そのとき、呼吸に気づくことは役立つかもしれません。
でも、それだけで仕事量が適切になるわけではありません。
業務量を調整する。
優先順位を見直す。
上司に相談する。
役割分担を変える。
必要なのはこちらかもしれません。
職場の心理社会的リスクに対して、WHOも仕事量や勤務スケジュール、コミュニケーション、チームワークなどに働きかける組織的な対策を挙げています。
必要なときには専門的な支援を利用する
ストレスが強く続き、睡眠や食事、仕事、学業など日常生活に大きな影響が出ている場合には、セルフケアだけで抱え込まず、医療機関など適切な専門家に相談することも選択肢です。
WHOも、ストレスへの対処が難しい場合には、信頼できる医療提供者などに支援を求めることを勧めています。
マインドフルネスは「選択肢の一つ」
マインドフルネスを実践しているからといって、何でも受け入れなければならないわけではありません。
気づいた結果、
「これは自分の考え方を少し変えてみよう」
と思うこともあれば、
「この状況そのものを変える必要がある」
と気づくこともあります。
あるいは、
「今は頑張るより、休む必要がある」
と気づくこともあるでしょう。
気づくことは、我慢することではありません。
ここは、マインドフルネスをストレス対策として考えるうえで、とても重要な点です。
企業がストレス対策としてマインドフルネスを取り入れるなら
企業でも、ストレス対策やウェルビーイングなどを目的としてマインドフルネスが取り入れられることがあります。
その際にも、「社員個人を整える施策」だけで終わらせない視点が重要です。
個人のセルフケアとして
自分の身体、思考、感情の状態に気づくことは、セルフケアの入り口になります。
忙しく働いていると、
「疲れている」
ということ自体に気づかないまま動き続けていることがあります。
自分の状態に気づくことで、休息を取る、仕事の進め方を変える、誰かに相談するといった行動を選びやすくなることがあります。
対話や相互理解の入り口として
さらに、自分の反応に気づくことは、人との関わり方にもつながります。
相手の発言にすぐ反論する前に、
「今、自分は何に反応したのだろう?」
と気づく。
自分の考えだけでなく、相手が何を見ているのかを聞いてみる。
マインドフルネスを個人の内面だけに閉じず、対話や関係性へ広げていくこともできます。
組織課題を個人に押し戻さない
一方で、企業がマインドフルネスを導入するときに注意したいのは、本来組織が改善すべき問題まで個人のセルフケアに委ねないことです。
社員が疲弊しているとき、
「マインドフルネスでストレスを管理してください」
だけでは十分ではありません。
その背景に、
仕事量、役割、評価制度、マネジメント、チーム内の関係性などの問題がないかを見る必要があります。

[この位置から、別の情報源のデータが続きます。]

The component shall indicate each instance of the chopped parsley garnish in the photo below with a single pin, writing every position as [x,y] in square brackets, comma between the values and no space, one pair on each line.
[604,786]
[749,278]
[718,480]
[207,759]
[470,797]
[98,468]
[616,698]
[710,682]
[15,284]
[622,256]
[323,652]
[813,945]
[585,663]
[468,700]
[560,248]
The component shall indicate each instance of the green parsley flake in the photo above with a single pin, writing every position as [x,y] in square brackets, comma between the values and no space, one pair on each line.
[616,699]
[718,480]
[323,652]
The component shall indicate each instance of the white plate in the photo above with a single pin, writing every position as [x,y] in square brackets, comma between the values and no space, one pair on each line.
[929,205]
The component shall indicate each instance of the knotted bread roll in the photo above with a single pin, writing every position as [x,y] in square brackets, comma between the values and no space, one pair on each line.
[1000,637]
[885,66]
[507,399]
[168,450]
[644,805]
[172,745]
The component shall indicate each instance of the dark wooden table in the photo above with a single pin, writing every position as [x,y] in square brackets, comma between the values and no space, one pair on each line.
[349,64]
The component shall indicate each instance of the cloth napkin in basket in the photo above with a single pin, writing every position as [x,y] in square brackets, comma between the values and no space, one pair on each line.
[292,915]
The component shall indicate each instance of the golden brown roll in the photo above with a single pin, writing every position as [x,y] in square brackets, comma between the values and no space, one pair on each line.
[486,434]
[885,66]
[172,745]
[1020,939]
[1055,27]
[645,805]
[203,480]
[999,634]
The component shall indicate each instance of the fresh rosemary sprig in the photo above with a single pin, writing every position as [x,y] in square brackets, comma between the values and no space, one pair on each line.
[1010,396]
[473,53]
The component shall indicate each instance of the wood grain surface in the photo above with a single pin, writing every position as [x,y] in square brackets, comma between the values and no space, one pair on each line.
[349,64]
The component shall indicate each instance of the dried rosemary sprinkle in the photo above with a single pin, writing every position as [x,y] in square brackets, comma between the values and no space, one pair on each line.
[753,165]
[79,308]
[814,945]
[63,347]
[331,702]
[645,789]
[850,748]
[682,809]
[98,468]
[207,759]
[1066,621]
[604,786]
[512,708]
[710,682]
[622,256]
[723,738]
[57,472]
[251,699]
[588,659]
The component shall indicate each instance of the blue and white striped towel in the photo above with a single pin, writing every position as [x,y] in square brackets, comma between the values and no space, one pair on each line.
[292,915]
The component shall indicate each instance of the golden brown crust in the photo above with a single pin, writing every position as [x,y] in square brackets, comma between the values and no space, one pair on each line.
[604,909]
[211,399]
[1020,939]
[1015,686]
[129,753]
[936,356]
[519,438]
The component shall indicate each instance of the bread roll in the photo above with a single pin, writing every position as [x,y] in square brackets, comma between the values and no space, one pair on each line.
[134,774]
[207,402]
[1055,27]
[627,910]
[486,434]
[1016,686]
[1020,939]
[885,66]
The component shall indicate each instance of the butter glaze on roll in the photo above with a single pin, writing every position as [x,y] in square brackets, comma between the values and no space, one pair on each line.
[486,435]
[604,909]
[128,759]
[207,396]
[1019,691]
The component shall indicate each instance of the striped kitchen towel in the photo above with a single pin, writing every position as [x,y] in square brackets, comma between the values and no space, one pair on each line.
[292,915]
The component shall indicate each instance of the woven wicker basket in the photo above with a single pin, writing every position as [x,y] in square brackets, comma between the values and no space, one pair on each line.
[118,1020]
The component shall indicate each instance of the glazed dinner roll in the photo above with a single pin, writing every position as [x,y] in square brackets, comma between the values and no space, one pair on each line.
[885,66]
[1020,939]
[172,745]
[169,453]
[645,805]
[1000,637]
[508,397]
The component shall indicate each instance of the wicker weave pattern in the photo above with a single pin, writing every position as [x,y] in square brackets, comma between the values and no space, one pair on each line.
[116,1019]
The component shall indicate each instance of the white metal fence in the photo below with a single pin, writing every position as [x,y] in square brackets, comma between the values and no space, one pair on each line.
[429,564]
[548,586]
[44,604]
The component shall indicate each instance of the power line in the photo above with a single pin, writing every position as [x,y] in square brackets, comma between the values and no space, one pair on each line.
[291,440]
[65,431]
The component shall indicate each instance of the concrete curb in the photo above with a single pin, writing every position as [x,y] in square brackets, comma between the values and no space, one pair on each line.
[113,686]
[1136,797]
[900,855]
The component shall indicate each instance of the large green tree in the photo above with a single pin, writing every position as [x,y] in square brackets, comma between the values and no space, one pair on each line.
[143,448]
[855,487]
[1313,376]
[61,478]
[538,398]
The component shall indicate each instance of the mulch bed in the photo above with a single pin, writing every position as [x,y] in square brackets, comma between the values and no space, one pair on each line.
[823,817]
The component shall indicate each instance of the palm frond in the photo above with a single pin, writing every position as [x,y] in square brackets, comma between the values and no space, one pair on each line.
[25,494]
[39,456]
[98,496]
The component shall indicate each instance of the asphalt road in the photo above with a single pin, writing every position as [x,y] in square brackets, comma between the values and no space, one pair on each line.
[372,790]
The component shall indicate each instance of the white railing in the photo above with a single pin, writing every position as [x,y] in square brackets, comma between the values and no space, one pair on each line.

Layでは、マインドフルネスを個人のセルフケアだけに限定せず、
個人 → 人との関係 → チーム → 組織
へと視野を広げながら活用することを大切にしています。
ストレスをなくすのではなく、ストレスとの関係に気づく
ストレスをまったく感じない人生は、おそらくありません。
仕事がうまくいかない。
大切な人との関係に悩む。
予想していなかった出来事が起きる。
自分では変えられないこともあります。
だからこそ、目指すのは「何があってもストレスを感じない自分」ではなくてもよいのではないでしょうか。
今、自分に何が起きているのか。
何に反応しているのか。
身体は何を伝えているのか。
自分に働きかける必要があるのか。
環境に働きかける必要があるのか。
それに気づくことができれば、次に何をするのかを考える余地が生まれます。
マインドフルネスは、ストレスを消すための方法というより、ストレスを感じている自分や、その自分を取り巻く状況に気づくための一つの方法です。
そして、その気づきは、自分自身を整えることだけでなく、人との関係や働き方、時には環境そのものを見直す入り口にもなります。